Collect data across numerically-paginated webpages

Some sites split content up across multiple pages. When working with paginated websites that use numerical navigation (listing each page as a number), you can use the paginate function from the AgentQL SDK to collect data from all pages.

note

The paginate function only supports web pages that use numerical pagination or provide links/buttons to navigate to the next page. It doesn't support other forms of pagination, like alphabetically paginated web pages.

Overview

This guide shows how to use the paginate function to collect data from all pages of a paginated website and save the data to a JSON file.

Writing the query

For this guide, the goal is to query all post titles from the first 3 pages of hackernews feed page.

First, you need to write a query that returns the post titles on each page:

{
    posts[] {
        title
    }
}

Using the pagination function

Next, you can use the paginate function to automatically scrape through specified number of pages and retrieve the aggregated data. In this example, the paginate function takes the following arguments:

  • page: An AgentQL Page object of the webpage you want to scrape.
  • query: An AgentQL query in String format that specifies the data to extract on each page.
  • number_of_pages: Number of pages to paginate over.
pagination_function.py
python
paginated_data = paginate(page, QUERY, 3)

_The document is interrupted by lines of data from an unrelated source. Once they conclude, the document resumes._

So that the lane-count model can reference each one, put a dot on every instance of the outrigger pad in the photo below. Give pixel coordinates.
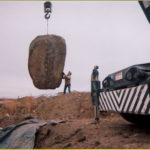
(46, 61)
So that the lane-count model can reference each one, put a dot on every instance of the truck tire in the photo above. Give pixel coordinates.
(138, 119)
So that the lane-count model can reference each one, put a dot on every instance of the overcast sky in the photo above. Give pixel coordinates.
(113, 35)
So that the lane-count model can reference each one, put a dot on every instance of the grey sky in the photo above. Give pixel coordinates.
(113, 35)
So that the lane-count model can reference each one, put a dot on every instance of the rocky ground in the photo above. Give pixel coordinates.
(76, 130)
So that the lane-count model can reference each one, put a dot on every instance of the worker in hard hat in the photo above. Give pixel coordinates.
(67, 82)
(95, 87)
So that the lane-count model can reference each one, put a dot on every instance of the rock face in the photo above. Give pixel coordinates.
(46, 61)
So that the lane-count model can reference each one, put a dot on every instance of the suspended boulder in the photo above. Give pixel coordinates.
(46, 61)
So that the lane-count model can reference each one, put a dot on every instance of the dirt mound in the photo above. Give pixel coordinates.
(62, 107)
(76, 131)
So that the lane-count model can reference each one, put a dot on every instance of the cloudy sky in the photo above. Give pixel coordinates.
(113, 35)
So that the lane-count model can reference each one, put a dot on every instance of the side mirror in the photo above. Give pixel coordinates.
(145, 5)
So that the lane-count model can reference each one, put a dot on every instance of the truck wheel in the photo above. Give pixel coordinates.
(143, 120)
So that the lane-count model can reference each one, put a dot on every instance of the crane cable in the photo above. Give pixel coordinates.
(48, 11)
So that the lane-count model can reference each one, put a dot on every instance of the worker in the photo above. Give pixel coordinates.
(67, 82)
(95, 87)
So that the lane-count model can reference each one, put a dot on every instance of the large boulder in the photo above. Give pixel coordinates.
(46, 61)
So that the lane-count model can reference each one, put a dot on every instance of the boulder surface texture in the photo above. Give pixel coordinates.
(46, 61)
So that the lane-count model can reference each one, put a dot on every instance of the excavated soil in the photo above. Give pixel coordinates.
(76, 130)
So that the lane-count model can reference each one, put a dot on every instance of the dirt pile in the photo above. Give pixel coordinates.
(76, 131)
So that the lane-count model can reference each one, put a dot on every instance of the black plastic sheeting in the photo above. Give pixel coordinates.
(21, 136)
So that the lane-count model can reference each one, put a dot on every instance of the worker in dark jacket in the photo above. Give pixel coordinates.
(67, 82)
(95, 86)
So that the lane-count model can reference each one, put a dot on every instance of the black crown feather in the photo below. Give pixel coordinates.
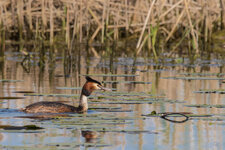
(89, 79)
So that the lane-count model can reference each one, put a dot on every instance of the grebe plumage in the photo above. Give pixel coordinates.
(57, 107)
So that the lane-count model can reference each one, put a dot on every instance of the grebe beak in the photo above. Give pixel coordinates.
(104, 88)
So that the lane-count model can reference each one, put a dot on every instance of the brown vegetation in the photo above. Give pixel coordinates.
(144, 21)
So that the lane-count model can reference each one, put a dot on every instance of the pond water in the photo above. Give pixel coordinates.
(119, 119)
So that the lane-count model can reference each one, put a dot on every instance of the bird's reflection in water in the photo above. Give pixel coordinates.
(90, 136)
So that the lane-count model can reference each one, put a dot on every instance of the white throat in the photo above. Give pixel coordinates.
(83, 102)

Internally, the paginate function first attempts to find the operable element to navigate to the next page and clicks it, then uses the provided query to extract the data from the page. The function then repeats this process for the specified number of pages.

Finally, here's the complete script to save the paginated data into a JSON file:

hackernews_pagination.py
python
with sync_playwright() as playwright, playwright.chromium.launch(headless=False) as browser:
    page = agentql.wrap(browser.new_page())
    page.goto("https://news.ycombinator.com/")

    QUERY = """
    {
        posts[] {
            title
        }
    }
    """
    paginated_data = paginate(page, QUERY, 3)

    with open("./hackernews_paginated_data.json", "w") as f:
        json.dump(paginated_data, f, indent=4)
    log.debug("Paginated data has been saved to hackernews_paginated_data.json")

If you want to take a look at the final version of this example, it's available in AgentQL's GitHub examples repo.